957 views Asked by At

I am trying to get SpellChecker setup using Lucene.NET, it all works fine other than situations similar to the following:

I have text containing satellite in the index, I analyze it using Snowball.

I then create a SpellChecker index and get suggestions from it. The suggestion I get returned when passing in "Satalite" is "satellit".

I am assuming this is because Snowball is stemming Satellite down to satellit and hence SpellChecker is returning that as the suggestion.

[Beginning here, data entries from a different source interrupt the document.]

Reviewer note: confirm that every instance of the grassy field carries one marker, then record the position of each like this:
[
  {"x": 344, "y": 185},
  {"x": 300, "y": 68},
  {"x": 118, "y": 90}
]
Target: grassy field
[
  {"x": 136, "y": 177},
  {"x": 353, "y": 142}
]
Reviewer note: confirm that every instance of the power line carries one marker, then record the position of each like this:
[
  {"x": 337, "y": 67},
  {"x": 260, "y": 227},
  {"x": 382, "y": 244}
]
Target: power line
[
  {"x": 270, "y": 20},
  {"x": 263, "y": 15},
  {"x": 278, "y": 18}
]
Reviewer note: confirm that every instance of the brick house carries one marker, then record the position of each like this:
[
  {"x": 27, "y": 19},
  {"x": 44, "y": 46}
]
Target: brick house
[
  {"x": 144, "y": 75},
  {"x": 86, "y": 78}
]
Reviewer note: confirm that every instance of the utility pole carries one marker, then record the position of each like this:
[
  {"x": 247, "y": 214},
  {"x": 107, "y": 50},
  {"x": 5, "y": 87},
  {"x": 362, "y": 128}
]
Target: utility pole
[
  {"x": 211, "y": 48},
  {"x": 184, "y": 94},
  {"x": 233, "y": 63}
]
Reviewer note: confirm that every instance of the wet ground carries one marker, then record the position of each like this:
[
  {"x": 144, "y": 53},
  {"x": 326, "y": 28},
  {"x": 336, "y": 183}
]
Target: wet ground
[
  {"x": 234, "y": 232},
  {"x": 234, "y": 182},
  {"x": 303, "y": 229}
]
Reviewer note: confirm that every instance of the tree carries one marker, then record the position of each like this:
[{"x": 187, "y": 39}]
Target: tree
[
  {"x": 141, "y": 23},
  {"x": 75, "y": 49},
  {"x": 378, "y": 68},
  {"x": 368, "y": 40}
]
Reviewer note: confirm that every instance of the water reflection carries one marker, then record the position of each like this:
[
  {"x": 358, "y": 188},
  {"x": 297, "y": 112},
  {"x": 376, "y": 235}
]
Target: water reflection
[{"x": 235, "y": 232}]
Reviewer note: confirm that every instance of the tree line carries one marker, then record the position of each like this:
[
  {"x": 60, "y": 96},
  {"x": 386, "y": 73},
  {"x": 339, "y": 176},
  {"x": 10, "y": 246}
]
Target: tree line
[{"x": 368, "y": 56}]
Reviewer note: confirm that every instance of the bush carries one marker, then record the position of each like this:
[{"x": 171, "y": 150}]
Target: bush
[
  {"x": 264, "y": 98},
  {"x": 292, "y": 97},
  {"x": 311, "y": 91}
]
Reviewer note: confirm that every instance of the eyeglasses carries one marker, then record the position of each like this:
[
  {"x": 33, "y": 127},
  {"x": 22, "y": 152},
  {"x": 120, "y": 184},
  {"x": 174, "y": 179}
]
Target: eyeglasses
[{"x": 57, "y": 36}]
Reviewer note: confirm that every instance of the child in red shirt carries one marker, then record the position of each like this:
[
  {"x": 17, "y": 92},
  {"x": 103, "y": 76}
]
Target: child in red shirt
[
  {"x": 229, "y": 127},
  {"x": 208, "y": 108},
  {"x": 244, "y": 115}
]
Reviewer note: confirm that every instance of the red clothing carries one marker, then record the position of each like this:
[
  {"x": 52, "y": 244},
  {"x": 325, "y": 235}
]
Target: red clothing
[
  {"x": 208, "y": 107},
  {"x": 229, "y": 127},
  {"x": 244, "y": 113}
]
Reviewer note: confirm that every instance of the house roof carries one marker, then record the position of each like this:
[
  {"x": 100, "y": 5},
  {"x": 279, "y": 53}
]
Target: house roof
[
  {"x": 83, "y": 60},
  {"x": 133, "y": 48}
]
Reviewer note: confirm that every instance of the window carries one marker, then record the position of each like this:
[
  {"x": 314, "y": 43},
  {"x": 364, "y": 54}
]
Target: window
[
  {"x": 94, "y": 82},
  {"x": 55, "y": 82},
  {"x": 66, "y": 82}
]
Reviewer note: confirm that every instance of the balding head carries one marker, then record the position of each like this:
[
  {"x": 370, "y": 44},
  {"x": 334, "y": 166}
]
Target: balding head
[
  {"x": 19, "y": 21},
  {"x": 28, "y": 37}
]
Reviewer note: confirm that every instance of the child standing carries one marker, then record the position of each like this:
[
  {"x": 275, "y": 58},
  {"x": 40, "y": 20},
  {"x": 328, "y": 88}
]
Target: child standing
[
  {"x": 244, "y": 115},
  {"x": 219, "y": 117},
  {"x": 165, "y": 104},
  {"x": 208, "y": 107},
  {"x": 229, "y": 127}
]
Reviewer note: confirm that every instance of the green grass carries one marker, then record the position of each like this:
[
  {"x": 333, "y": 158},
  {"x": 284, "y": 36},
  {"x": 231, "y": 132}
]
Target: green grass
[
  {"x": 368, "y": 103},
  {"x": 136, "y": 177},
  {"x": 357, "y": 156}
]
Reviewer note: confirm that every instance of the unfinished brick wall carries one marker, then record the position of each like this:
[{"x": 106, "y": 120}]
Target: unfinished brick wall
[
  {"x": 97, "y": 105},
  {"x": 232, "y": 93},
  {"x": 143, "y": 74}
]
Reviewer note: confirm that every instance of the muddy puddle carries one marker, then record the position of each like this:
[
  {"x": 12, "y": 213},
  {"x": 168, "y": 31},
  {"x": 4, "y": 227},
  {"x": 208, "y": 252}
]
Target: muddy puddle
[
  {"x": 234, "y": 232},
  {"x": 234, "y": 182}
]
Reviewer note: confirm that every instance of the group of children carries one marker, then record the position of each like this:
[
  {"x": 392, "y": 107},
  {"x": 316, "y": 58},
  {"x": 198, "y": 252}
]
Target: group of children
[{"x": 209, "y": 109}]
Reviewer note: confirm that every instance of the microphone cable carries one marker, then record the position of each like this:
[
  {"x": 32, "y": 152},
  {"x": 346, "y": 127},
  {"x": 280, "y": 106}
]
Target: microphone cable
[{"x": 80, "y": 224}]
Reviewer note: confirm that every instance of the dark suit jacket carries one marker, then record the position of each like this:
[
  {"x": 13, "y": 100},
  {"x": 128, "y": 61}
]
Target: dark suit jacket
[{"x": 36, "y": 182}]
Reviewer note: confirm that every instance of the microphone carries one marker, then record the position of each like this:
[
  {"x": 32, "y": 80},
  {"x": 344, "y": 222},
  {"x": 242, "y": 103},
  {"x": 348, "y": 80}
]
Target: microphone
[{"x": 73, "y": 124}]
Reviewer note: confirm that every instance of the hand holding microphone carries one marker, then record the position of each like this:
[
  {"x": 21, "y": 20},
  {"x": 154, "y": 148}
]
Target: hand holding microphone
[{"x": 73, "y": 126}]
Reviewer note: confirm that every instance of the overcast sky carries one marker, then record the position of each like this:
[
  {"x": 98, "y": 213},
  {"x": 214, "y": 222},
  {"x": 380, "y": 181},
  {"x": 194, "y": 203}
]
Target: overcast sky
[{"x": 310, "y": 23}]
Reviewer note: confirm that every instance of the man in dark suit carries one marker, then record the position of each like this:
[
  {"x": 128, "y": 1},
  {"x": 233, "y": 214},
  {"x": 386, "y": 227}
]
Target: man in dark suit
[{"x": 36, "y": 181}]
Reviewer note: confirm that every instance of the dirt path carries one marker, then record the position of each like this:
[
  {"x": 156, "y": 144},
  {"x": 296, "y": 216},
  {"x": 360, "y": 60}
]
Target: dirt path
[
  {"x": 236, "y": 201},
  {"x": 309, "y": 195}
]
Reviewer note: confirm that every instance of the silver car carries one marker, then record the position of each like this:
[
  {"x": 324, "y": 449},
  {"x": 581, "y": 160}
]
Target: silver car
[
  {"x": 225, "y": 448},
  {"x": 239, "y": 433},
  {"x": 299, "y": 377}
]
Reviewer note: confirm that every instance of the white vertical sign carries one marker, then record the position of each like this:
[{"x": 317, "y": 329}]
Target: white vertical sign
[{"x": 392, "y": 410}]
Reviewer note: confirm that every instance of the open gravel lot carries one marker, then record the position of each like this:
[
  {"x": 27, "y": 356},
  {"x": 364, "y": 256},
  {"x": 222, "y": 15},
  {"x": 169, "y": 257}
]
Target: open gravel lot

Is there anyway around this so I can use the two together other than creating an additional field for non stemmed words just so the spell checker can check that?

2

There are 2 answers

0
John_ On BEST ANSWER

As Shashikant mentioned above:

You are right, this happens due to stemming. Unfortunately, the stemmed words not meant only for search and outside search they can be meaningless. Even I don't know any other technique than storing it multiple times. That additional field can be configured to store as little information as possible to reduce the burden. – Shashikant Kore Dec 2 at 14:08

0
Haldrich98 On

Have you considered putting the words generated by the snowball filter in as synonyms? That is a direction I'm going... don't know how well it will work, but seems plausible. Then spellchecker will return the right words, but I can still do my searches and find the stemmed variant.